An understanding of HTML and CSS is required before you can start writing templates for gen-invoice.

Overview

Templates are the core mechanism by which users can customise the generation of invoices or quotes. After processing all other input data and calculating subtotals and totals, the invoice generator passes all data to the user’s selected template for formatting. Templates control how this information is presented and acted upon, using powerful features of the Jinja template engine including loops and conditional statements.

Although line item data must follow a predetermined information schema, all other input data adheres to whatever schema is prescribed by the selected template. This provides users with the flexibility to incorporate any arbitrary information of their choosing when generating invoices and quotes.

Templates can opt to allow visual customisation via stylesheets by including the {{ css }} template tag. This allows users to create any number of different visual themes that are compatible with a single template, or with a set of conventions that one or more templates adhere to. If users do not want to make use of this functionality then they can simply omit the {{ css }} template tag and embed CSS code directly in templates.

Getting started

It is recommended that you start by familiarising yourself with the default template that ships with the command-line interface for gen-invoice, which demonstrates key Jinja template features, including filters, loops and conditional statements. The default template is also designed to work with stylesheets, which is a feature you may or may not wish to adopt in your own templates. Once you are familiar with the default template then it may also be helpful to familiarise yourself with more advanced features of the Jinja template engine that you can incorporate in your own templates.

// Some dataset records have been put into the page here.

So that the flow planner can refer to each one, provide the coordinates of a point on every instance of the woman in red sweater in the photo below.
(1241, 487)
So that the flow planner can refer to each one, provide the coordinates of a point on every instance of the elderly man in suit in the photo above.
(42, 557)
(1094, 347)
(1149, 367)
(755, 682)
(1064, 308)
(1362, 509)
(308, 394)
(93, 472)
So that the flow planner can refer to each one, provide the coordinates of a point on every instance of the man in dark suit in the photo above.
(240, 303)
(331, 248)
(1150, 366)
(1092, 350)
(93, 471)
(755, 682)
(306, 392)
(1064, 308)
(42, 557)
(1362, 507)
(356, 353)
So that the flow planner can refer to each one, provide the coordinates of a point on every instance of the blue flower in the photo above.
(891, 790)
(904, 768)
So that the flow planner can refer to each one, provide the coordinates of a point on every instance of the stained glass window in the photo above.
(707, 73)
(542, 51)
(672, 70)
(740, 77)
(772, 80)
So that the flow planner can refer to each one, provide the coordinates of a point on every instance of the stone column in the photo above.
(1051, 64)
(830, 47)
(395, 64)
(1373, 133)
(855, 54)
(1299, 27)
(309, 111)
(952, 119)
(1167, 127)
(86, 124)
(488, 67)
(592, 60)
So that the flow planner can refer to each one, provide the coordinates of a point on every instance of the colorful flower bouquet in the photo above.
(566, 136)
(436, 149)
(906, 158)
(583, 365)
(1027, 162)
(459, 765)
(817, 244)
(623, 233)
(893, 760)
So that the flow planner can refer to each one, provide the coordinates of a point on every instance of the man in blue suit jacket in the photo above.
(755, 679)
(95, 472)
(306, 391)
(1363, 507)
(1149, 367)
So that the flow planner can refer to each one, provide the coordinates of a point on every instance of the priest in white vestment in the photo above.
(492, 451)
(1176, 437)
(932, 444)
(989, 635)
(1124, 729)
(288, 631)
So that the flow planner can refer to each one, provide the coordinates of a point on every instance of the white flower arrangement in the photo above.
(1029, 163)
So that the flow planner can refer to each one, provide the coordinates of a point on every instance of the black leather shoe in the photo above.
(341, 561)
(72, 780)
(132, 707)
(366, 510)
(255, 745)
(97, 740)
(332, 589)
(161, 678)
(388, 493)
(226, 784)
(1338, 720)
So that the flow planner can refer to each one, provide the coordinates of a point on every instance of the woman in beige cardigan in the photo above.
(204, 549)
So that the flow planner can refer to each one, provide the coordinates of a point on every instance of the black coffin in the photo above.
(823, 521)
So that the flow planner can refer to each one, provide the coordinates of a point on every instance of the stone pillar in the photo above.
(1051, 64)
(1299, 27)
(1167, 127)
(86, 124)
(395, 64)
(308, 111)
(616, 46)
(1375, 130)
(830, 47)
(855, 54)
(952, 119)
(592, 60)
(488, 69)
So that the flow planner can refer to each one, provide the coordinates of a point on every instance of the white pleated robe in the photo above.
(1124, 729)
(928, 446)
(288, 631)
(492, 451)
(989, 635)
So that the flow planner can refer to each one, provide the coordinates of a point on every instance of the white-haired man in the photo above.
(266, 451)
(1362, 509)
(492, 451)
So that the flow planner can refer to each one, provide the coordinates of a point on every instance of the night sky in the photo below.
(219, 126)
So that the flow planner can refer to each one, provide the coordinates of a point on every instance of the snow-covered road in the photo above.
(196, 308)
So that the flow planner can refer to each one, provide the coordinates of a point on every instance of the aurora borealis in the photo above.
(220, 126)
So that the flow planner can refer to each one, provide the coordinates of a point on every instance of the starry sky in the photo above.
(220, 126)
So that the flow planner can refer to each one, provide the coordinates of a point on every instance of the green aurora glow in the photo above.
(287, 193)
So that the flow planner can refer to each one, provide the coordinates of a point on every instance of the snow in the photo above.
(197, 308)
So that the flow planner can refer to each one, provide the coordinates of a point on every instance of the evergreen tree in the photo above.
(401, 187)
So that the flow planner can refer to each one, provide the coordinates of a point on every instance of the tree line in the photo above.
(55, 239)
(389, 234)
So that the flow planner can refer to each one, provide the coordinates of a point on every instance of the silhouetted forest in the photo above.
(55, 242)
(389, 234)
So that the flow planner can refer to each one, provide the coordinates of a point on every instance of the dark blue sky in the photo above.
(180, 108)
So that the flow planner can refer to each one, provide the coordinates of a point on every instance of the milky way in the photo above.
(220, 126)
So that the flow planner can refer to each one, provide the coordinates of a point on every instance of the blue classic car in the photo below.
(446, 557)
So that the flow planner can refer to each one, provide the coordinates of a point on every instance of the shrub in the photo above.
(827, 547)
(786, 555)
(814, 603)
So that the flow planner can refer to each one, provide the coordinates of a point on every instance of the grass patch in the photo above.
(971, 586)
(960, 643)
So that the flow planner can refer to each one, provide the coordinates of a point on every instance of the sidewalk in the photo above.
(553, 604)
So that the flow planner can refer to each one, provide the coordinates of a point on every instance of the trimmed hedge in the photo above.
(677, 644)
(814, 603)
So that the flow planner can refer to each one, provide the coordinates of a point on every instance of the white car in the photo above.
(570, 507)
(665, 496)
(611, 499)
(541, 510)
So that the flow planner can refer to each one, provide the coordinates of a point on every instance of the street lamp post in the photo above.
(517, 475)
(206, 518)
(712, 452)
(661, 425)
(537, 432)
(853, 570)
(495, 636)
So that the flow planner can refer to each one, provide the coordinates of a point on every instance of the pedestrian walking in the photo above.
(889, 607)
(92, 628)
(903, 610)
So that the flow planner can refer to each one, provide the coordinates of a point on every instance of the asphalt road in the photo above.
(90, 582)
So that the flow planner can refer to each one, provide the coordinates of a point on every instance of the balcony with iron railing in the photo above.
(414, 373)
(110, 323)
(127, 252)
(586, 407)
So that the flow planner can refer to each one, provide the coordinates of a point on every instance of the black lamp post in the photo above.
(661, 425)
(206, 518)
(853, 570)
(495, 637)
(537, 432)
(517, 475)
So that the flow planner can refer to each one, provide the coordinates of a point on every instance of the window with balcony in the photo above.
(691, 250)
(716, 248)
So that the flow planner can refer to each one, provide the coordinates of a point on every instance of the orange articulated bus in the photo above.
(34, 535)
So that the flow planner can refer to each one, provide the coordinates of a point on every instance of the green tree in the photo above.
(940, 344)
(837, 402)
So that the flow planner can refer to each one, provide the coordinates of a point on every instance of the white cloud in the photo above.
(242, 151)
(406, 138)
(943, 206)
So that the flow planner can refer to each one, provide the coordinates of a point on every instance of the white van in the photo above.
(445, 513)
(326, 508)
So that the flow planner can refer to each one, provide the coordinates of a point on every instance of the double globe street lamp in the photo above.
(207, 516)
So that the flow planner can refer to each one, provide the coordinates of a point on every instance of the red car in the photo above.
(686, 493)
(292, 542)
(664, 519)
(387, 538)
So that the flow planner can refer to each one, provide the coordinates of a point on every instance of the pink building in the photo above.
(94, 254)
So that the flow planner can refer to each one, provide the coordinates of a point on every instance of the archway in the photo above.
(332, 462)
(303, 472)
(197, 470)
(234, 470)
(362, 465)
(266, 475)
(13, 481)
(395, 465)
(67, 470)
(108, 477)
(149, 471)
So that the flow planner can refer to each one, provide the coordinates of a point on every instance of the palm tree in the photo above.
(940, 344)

To begin your template, you can duplicate the default.html file in the templates subdirectory of the gen-invoice data directory and name the new HTML file as you see fit. You can then start modifying the template HTML to suit your requirements, such as reorganising the structure of the document or localising field labels related to company identifiers, bank branch identifiers, tax, etc.

One very important consideration when writing templates is determining the information schema that they will impose on payee and payer data, since the content and structure of these data files is dictated completely by the fields and loops used in the template. You might opt to add to or modify the fields used in the default template, or you might define a completely new information schema of your own design. If you are working with multiple templates then it is strongly recommended that you establish a consistent schema that all of your templates adhere to, in order to ensure your payee and payer data files are compatible with all of your templates.

Custom filters provided by gen-invoice

In addition to the built-in filters provided by Jinja itself, the invoice generator adds the following filters for use in templates:

  • currency: formats a numeric value as a currency string using the system’s locale settings.

Compatibility with stylesheets

The invoice generator is designed to pass stylesheet CSS data to templates via the css key in the context dictionary. Whether you choose to utilise this mechanism is entirely up to you:

  • If you want to embed all of your CSS styles in each template and remove any possibility of customisation or theming, simply remove the {{ css }} template tag from your template. This will ensure the stylesheet data provided by the invoice generator is discarded.

  • If you want to design your templates to allow customisation or theming, be sure to retain the {{ css }} template tag. It is recommended that you place this tag immediately after any CSS declarations that are embedded in the template, which will allow the stylesheet CSS to override any conflicting declarations that precede it.

Embedding resources

Ideally, the HTML files generated by your template should be entirely standalone and devoid of references to external resources such images, fonts, stylesheets, etc. If it is necessary to reference external resources then these should either be publicly-available on the internet (e.g. Google Fonts) or should be embedded using Data URIs (which are particularly well-suited to embedding images.) This ensures the resulting HTML files will be displayed consistently irrespective of where they are located within a device’s filesystem.